Trump Business Attempted to Hire Almost 200 Employees on Visas in 2025
The former president’s family business accelerated its hiring of foreign workers on short-term work permits this year, even as his government was creating barriers for other companies attempting to do the same, an analysis published Thursday claimed.
Based on information from the federal labor department, the Trump Organization sought to bring in at least 184 foreign workers in the coming year for temporary positions at the US president’s Mar-a-Lago resort, two golf clubs and his Virginia winery.
The quantity of applications for temporary work visas covering staff including servers, office assistants, housekeepers, culinary employees and farm workers was the record filed by the organization, and increased from 121 in 2021, when Trump’s first term concluded.
It was also the fifth time in a decade that Trump had sought to bring in over a hundred foreign employees for temporary positions at Mar-a-Lago, based on available data.
The revelation comes amid a tightening on legal immigration by his government that has included the introduction of a substantial charge on skilled worker visas; extra scrutiny of the actions of the 55 million people who possess US visas; and restrictive new rules for foreign students and journalists.

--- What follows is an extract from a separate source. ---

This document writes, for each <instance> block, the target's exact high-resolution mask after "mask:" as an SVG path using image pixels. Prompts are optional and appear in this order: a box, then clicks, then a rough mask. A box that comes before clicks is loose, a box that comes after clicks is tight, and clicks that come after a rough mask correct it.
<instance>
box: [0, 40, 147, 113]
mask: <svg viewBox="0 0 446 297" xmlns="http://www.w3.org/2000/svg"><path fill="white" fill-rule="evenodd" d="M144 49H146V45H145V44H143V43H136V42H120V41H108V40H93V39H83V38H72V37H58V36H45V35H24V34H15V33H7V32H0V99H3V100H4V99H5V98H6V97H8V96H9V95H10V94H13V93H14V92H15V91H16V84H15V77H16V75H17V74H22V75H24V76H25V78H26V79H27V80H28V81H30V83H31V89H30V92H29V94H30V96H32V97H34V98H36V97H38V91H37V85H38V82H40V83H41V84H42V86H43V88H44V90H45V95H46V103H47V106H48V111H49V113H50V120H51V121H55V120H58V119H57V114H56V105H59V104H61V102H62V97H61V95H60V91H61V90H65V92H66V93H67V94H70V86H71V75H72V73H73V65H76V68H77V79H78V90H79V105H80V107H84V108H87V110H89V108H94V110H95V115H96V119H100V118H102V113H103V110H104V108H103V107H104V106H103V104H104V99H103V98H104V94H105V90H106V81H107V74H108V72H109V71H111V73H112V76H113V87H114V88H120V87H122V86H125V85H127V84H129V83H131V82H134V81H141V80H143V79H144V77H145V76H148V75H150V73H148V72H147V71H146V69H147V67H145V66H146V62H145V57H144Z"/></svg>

In total, the Trump Organization aimed to employ 566 overseas workers over the period the former president has been in the White House, from his first term and during 2025.
Significantly, Trump was criticized by certain in the GOP this period for comments defending the necessity for foreign workers when a business was unable to find people with “particular skills” to fill particular roles.
“You cannot just say a nation is entering, going to spend $10bn to construct a plant, and going to recruit individuals off an unemployment line who haven’t worked in five years, and they’re going to start making their defense systems. It isn’t feasible that well,” he stated to a interviewer after it was implied that foreign workers undercut the pay of US workers.
The White House declined a request for comment, and the business did not provide an answer to an inquiry.